Huge inference in a comparison of an apple and a monkey. My goodness, “Yale” is a name with which even the most unsophisticated person I know is generally familiar. “Middlebury” is a name that escapes many educated, urban, professional people. It’s not even close from a branding standpoint. Different galaxies.
I think it may well be plausible. With exponentially increasing access to information for the general public who spend more time on the internet than ever before, with more rankings and related commentary being thrown around the web, with the real branding strides that the NESCAC has made in the last handful of years, particularly among the club sports demographic(1), with all of that and more I can see how Midd would scoop up another 4 to 6 thousand qualified applications, especially if they did anything to make it easier to apply.

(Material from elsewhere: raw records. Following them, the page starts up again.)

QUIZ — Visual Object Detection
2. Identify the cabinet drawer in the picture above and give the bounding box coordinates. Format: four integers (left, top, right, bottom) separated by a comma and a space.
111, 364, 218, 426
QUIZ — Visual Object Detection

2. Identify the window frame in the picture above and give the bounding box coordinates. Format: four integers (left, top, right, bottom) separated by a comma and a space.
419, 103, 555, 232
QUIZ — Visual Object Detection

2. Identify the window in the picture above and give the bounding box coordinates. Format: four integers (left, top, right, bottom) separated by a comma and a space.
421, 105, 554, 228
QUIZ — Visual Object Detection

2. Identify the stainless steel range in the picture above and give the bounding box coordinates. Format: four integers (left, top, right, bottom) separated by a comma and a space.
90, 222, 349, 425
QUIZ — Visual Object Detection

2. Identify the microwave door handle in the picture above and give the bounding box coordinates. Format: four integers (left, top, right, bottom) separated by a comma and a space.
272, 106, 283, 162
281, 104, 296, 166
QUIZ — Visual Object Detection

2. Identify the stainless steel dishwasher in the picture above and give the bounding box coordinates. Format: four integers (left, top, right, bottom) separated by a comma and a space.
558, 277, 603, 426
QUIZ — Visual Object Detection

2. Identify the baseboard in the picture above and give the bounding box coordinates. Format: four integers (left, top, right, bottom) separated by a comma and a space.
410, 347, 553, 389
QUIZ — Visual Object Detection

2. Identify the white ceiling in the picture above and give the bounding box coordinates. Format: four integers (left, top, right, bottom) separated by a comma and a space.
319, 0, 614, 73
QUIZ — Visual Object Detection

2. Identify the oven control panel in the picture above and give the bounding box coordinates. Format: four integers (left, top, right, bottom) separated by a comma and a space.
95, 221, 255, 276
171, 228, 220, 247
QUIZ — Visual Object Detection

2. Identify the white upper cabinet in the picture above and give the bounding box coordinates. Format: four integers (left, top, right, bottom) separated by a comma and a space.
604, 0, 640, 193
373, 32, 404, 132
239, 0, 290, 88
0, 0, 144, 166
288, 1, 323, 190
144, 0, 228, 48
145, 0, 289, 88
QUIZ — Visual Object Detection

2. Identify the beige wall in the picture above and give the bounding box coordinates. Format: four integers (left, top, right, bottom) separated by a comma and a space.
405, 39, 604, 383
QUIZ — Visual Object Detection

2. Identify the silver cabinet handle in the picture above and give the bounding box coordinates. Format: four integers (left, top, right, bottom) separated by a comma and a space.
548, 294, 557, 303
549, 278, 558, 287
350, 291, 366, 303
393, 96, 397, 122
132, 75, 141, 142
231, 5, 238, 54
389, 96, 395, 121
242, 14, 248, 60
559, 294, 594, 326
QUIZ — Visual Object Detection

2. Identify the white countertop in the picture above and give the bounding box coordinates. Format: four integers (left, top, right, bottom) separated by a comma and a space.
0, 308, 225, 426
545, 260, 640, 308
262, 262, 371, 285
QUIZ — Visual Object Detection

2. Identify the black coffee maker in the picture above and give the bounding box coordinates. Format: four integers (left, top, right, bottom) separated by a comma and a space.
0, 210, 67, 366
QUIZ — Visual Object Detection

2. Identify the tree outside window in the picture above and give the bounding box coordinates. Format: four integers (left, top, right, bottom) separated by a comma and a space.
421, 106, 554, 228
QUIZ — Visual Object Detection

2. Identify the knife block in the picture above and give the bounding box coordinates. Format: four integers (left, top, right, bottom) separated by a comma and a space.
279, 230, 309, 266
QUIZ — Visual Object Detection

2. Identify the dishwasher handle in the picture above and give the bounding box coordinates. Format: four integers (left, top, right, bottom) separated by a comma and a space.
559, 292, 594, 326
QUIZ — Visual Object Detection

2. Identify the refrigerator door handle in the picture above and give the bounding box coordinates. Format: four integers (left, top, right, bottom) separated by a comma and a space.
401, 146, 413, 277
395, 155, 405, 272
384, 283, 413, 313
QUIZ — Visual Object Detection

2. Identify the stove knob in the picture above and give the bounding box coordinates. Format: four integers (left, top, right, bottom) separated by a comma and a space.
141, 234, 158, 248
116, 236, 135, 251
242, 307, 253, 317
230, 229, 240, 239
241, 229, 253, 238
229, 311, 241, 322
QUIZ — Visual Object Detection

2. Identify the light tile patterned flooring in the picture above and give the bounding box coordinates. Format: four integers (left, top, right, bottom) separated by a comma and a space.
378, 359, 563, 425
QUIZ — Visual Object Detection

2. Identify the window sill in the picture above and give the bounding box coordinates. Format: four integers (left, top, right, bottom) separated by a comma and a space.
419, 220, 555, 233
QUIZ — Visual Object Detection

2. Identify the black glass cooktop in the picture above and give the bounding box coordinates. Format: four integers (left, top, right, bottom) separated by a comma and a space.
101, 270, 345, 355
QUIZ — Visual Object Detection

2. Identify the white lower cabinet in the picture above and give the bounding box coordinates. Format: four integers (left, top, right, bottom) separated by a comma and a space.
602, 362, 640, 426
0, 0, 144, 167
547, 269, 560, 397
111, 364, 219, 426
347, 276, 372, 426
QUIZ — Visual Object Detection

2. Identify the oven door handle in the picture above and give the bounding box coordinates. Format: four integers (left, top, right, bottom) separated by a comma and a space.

There are a lot, and I mean A LOT, of people out there who think universities are what you attend when going to college, and everything else for those people is hopelessly obscure. The LAC is a creature of the informed, not of the people who pull their knowledge of higher ed from watching Gilmore Girls. Going from zero to some level of increased recognition is different than going from famous to famous. Yale didn’t get more well known over a short time span, but it is plausible that Middlebury did.
It is the rare bird with a substandard GPA and test score who is going to say, “what the hell? let’s throw in an application to a small private college in the middle of nowhere in a middle of nowhere state 3,000 miles away from where I live.” Those people apply to Berkeley, to UCLA, to University of Texas, Michigan, some of the Ivies they’ve heard of, Vanderbilt, Duke … again, household names. Small private colleges appeal to intellectual kids almost exclusively.
(1) At my Ds’ well known and well regarded premier soccer club based in Redmond Washington, a club full of kids of Microsoft, Amazon and other tech company professionals, the recruiting arm didn’t focus on LACs at all back when my oldest started. For those kids who weren’t headed for D1 play, the next level of focus was D2 and if you weren’t good enough to get traction there they pretty much encouraged you to get over playing college soccer and move on with your life. By the time my youngest was out, they were fully engaged with the NESCAC as a brand as well as plugged into sending kids to the PNW and California LACs. They had plenty of kids who were D1 capable players (like my youngest) choosing small college play for the academics, which brings the NESCAC right into focus. That’s just one club in one sport. That was a marked change that happened over a relatively short period of time.
PS: see my post above regarding a USA Today ranking of college sports traditions that includes the Little Three rivalry amongst such titans as Texas A&M’s 12th Man, Ohio State’s band dotting the i, and more.